Smoke Gets in Your Eyes by Caitlin Doughty & Working Stiff by Judy Melinek and T.J. Mitchell

When I was an undergrad, I went through a brief but intense fascination with what happens to bodies after death. There’s an episode of Stephen Fry in America when he visits the Anthropological Research Facility at the University of Tennessee – or, as it’s also known, the body farm. It’s a site where bodies are left to decompose to allow researches to gather information on exactly what happens to a body in different states. Around the same time as I watched this, I read Stiff by Mary Roach, which is a book I’ve revisited in fits and starts a lot over the years since.
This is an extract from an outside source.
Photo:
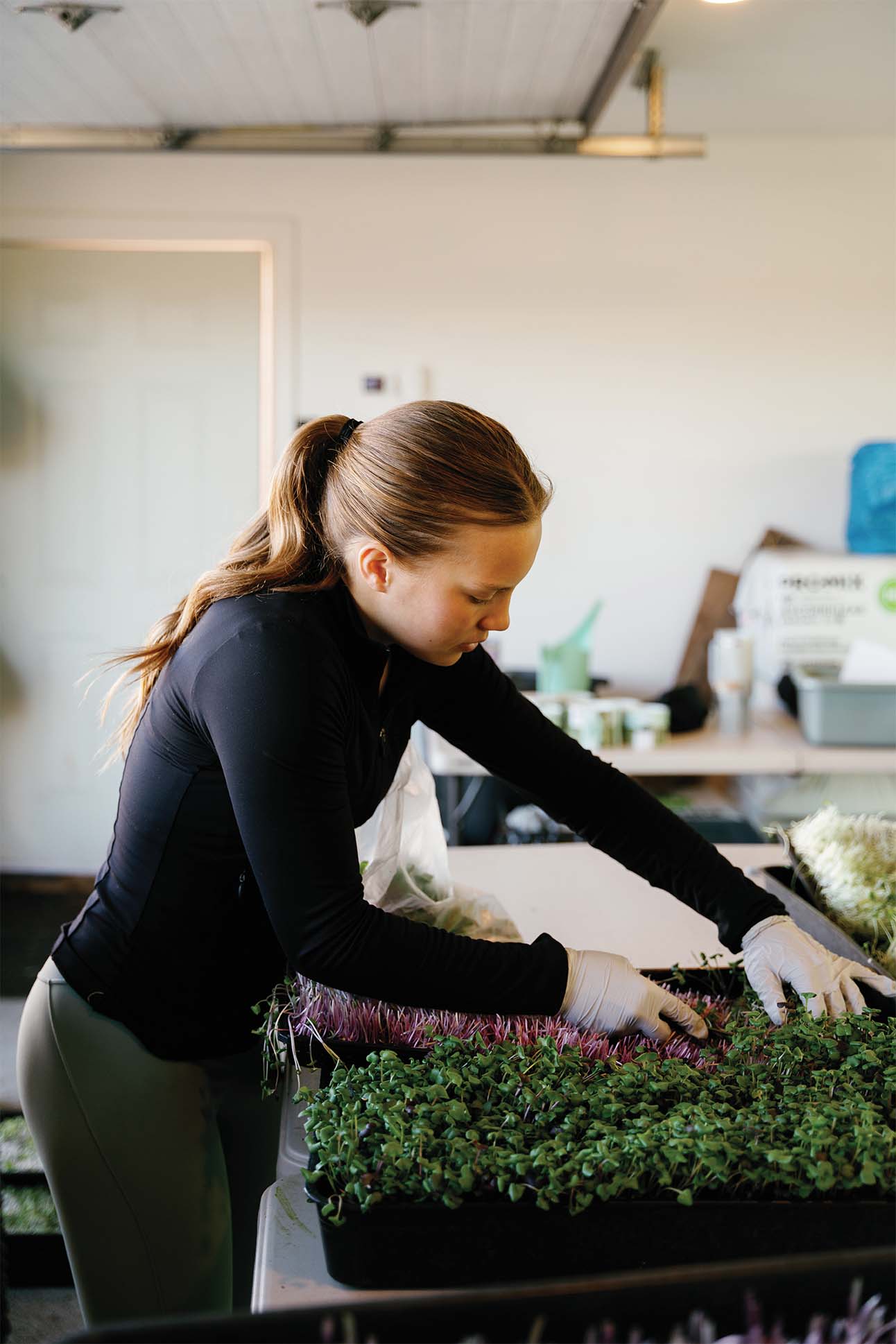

But, as happens in university, the phase of intense interest passed as other things came to my attention. But recently, I came across an article about Caitlin Doughty, referencing her new book From Here to Eternity: Travelling the World to Find the Good Death, and all that old fascination came flooding back. I looked her up, and found her previous book, Smoke Gets in Yours Eyes. I bought and read it in a few short days. I loved it.

This is a memoir of Doughty’s time working in a crematorium in her early twenties, combined with a lot of incredibly interesting information, and the author’s personal reflections on the modern death. Anecdotes are told with remarkable wit and skill, particularly given the subject matter, and makes a compelling case for fighting against how afraid we have become of death and of our own dead. Doughty follows her own time learning and how her own thinking changed, carrying us from her first experience shaving a corpse to her dream of opening her own alternative funeral home – a dream she has achieved at Undertaking LA. While the topic might not be for everyone, this is a thoughtful and humane consideration of death and dying today, far more than anything gruesome.

On the heels of this, I picked up Judy Melinek’s memoir of forensic pathology in New York, Working Stiff. By design, this book is far more gruesome and grisly about the details of dead bodies. How we deal with grief is approached from a very different side here – it is Melinek’s job to understand what has happened to a person by the signs left on their body; she is not putting them to rest physically, but actively seeking the clues which might give peace to those they leave behind. There are a huge number of heartbreaking cases recounted – most strikingly, her account of working through 9/11. This was a different kind of fascination to reading Roach or Doughty, I learned a huge amount from this book as well.

These two books – and the discovery of Caitlin Doughty’s fantastic YouTube channel – have brought me back to an interest I’d lost a little bit. I’ve got a new reading list of death books I want to dive into in the future, and these were both brilliant ones to start with.